The last three years have provided a catalog of IT horror stories such as RBS which somehow lost over 600,000 payments, the NASDAQ glitch which cost $62 million in fines alone, and now the New York Stock Exchange (NYSE), where trading was halted last week for almost four excruciating hours.
The public is wondering how these software glitches still happen despite the millions spent to upgrade corporate IT systems. These wholesale technical upgrades have not prevented billions being lost in the global economy from what are generically described "technical faults". So what’s the real problem?
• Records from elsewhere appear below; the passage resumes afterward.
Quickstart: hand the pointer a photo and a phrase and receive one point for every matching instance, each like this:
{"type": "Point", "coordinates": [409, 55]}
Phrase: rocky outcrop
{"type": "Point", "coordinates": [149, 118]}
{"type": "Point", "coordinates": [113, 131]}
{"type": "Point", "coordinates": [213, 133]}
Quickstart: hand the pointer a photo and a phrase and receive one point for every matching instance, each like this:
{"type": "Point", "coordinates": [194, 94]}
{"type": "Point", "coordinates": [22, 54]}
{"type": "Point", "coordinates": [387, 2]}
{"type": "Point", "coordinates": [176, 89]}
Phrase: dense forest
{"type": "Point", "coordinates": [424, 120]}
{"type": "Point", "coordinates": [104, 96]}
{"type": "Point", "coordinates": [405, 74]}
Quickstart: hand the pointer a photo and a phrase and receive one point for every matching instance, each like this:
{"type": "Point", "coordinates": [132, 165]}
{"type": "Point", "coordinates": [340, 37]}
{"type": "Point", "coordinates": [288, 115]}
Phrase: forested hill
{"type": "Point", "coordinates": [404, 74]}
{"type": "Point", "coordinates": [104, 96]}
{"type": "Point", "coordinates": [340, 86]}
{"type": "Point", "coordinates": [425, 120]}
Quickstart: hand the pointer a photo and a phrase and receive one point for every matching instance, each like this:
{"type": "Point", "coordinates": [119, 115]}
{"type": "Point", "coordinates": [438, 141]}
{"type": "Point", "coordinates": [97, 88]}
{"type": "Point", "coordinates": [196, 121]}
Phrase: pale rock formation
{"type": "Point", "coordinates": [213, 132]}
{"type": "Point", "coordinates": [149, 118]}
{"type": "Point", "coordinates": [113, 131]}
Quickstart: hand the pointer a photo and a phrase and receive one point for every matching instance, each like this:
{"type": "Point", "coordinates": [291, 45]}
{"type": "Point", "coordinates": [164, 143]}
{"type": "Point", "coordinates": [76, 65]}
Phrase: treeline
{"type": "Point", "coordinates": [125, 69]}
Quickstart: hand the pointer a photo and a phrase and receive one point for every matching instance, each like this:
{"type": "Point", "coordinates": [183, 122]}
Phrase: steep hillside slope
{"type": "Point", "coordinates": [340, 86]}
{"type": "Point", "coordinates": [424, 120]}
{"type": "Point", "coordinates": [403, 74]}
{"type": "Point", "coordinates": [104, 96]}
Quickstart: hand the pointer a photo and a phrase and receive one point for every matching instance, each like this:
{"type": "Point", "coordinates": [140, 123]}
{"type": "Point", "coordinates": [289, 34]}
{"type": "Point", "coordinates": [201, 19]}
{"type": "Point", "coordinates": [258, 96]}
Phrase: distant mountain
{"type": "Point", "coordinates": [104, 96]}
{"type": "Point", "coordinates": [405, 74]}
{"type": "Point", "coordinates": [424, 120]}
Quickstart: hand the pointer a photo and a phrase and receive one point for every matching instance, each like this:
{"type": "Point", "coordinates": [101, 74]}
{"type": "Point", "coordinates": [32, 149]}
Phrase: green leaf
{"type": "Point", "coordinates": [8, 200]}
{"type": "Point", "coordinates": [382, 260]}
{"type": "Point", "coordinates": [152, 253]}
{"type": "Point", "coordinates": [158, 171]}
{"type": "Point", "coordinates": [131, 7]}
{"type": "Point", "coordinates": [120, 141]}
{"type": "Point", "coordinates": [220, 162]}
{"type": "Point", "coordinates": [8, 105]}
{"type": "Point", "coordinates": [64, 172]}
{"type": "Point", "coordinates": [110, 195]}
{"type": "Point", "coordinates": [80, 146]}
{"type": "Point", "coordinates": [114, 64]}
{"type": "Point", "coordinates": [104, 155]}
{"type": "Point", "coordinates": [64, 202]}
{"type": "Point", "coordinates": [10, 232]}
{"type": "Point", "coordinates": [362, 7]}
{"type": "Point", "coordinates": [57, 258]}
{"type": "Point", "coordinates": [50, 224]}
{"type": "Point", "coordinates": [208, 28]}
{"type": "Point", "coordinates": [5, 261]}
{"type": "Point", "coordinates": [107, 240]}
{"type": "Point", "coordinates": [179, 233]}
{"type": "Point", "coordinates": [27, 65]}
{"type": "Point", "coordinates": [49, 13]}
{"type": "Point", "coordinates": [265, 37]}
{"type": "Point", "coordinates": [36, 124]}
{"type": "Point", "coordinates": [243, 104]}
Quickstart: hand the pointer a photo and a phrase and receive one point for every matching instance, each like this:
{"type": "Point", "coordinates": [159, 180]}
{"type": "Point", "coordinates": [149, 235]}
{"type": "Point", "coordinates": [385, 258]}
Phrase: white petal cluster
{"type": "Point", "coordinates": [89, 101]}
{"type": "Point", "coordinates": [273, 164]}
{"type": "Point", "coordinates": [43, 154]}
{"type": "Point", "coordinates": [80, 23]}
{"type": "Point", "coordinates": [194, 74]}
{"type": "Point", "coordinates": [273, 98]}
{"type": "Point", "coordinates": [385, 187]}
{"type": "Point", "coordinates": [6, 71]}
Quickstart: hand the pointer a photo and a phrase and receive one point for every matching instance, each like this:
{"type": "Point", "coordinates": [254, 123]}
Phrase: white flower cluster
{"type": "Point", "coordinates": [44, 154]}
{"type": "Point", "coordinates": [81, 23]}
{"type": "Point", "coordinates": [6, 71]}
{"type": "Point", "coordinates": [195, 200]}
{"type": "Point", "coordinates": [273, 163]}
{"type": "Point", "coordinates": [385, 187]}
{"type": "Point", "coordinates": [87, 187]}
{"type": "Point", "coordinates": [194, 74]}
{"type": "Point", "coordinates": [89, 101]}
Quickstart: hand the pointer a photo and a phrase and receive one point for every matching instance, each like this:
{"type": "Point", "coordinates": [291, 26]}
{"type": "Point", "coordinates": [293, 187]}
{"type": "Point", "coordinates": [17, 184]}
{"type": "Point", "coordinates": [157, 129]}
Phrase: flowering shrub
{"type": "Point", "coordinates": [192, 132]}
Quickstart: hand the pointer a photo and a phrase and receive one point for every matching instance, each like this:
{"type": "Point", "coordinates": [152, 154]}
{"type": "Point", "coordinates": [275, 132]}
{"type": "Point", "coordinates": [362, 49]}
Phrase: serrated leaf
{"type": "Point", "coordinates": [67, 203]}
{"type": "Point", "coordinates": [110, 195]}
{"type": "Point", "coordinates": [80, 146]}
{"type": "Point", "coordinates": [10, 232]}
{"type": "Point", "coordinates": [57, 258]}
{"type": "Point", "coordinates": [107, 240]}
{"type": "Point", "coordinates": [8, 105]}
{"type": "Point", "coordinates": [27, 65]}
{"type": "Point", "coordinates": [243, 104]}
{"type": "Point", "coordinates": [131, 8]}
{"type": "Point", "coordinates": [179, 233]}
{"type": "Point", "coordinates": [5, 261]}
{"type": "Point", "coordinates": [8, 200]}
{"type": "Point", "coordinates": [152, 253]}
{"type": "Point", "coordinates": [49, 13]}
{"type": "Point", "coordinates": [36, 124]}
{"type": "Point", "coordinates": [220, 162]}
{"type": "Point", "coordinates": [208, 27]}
"The fact is the exchanges, as well as most other financial services institutions, experience glitches routinely and some even daily. Most of these software glitches are contained quickly by the infrastructure operations teams and do not affect revenue-generating activity. But, once in a while, like when they corrupt data, software glitches become visible to the public eye as millions are lost per hour because businesses cannot find or prevent the root causes of such glitches", said Lev Lesokhin, head of Strategy & Analytics, CAST.
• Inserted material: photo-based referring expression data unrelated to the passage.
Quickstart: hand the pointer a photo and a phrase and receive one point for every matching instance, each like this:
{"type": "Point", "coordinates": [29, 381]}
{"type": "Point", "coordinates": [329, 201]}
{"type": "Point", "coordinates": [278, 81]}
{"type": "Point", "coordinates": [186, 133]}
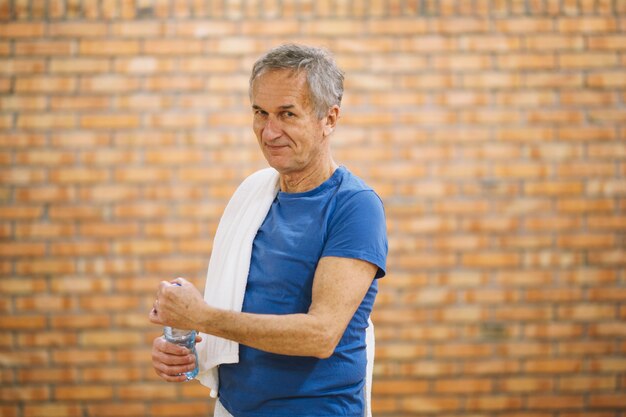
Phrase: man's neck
{"type": "Point", "coordinates": [307, 180]}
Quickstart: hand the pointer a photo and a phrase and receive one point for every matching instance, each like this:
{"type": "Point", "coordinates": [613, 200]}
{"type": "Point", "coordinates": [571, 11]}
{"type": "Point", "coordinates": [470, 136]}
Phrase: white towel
{"type": "Point", "coordinates": [228, 273]}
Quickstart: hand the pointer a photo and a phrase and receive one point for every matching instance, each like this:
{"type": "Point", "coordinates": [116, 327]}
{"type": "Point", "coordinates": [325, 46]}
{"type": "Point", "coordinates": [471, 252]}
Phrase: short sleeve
{"type": "Point", "coordinates": [358, 230]}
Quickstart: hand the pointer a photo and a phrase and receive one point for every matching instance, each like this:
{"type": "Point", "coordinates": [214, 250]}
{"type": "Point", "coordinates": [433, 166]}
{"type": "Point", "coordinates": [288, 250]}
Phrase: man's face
{"type": "Point", "coordinates": [290, 135]}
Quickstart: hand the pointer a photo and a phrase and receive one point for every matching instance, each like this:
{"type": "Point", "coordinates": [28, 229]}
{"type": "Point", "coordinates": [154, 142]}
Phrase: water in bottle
{"type": "Point", "coordinates": [186, 338]}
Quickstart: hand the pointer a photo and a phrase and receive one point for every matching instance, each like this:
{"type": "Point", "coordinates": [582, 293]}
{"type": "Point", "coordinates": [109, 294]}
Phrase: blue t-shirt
{"type": "Point", "coordinates": [342, 217]}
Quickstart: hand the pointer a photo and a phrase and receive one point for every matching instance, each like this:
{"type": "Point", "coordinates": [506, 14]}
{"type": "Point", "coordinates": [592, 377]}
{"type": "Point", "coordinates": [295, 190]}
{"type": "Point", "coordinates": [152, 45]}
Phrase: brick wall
{"type": "Point", "coordinates": [493, 130]}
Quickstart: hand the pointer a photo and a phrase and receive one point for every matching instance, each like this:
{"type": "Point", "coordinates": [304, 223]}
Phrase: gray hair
{"type": "Point", "coordinates": [324, 78]}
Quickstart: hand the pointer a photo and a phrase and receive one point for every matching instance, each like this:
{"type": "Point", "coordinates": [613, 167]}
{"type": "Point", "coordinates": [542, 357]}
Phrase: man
{"type": "Point", "coordinates": [314, 266]}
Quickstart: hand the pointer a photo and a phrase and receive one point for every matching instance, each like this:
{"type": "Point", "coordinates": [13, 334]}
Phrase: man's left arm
{"type": "Point", "coordinates": [339, 286]}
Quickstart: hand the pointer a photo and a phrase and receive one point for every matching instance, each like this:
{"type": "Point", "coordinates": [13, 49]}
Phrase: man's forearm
{"type": "Point", "coordinates": [290, 334]}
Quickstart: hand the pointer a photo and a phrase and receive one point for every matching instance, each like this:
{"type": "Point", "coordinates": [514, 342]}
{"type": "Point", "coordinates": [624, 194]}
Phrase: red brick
{"type": "Point", "coordinates": [616, 401]}
{"type": "Point", "coordinates": [48, 121]}
{"type": "Point", "coordinates": [609, 41]}
{"type": "Point", "coordinates": [83, 321]}
{"type": "Point", "coordinates": [25, 393]}
{"type": "Point", "coordinates": [586, 25]}
{"type": "Point", "coordinates": [559, 402]}
{"type": "Point", "coordinates": [494, 403]}
{"type": "Point", "coordinates": [82, 393]}
{"type": "Point", "coordinates": [124, 409]}
{"type": "Point", "coordinates": [79, 66]}
{"type": "Point", "coordinates": [430, 404]}
{"type": "Point", "coordinates": [44, 48]}
{"type": "Point", "coordinates": [52, 410]}
{"type": "Point", "coordinates": [587, 384]}
{"type": "Point", "coordinates": [173, 47]}
{"type": "Point", "coordinates": [527, 384]}
{"type": "Point", "coordinates": [22, 30]}
{"type": "Point", "coordinates": [108, 47]}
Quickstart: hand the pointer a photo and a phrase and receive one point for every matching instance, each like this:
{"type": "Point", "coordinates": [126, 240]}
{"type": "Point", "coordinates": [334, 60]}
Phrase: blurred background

Sounds simple. However, the world is looking elsewhere for the answer. Thanks to international espionage and high-profile breaches, the media and others are focused on cyber security and investing resources to protect software from potential external attacks. We suggest, however, that the more immediate threat to IT infrastructures is bad code being bolted onto heritage systems.
Expansion of business online and new software development methods have meant millions of lines of new code are written every day. The question is, who analyzes the quality of all this code? Developers and programmers struggle with their agile development methods to ensure that the structural quality of legacy systems can still cope with modern pressures of the digital marketplace.
The key to maintaining software quality may not garner the headlines that data breaches do, but it’s no less important. Defensive code and a set of checkpoints must be present within a software quality framework from the very start. Once an application goes live in production, quality issues can easily be missed due to the complexity of installing monitoring tools until it’s too late, which may explain the technical faults and glitches suffered by NASDAQ, the NYSE, United Airlines, and many more. Explain, but not excuse.
This means investment on upgrading software and preventing cyber security crimes could be potentially wasted if the original system doesn’t pass the quality and flexibility test. Newly upgraded systems may work for several months, perhaps a year, but eventually a glitch injected in development will occur, which will stop trades from happening and shut down the system in its tracks.
Focusing on structural quality analysis as part of a quality process relieves pressure on IT teams from working all day to keep the lights on, allowing them to concentrate on revenue generating IT projects. If a Financial Services organization’s code is not robust enough to deal with the digital demands of the 21st century, a system-wide snafu is inevitable... one that costs the company not only in loss of immediate revenue, but also loss of long-term reputation in the marketplace.
It is time to go back to basics or businesses will face Groundhog Day again. To prevent being named and shamed in the media in the years to come, CIOs and CTOs need to invest in code quality software as these so-called incidents are understandable but not acceptable.
Dr. Bill Curtis is chief scientist at CAST.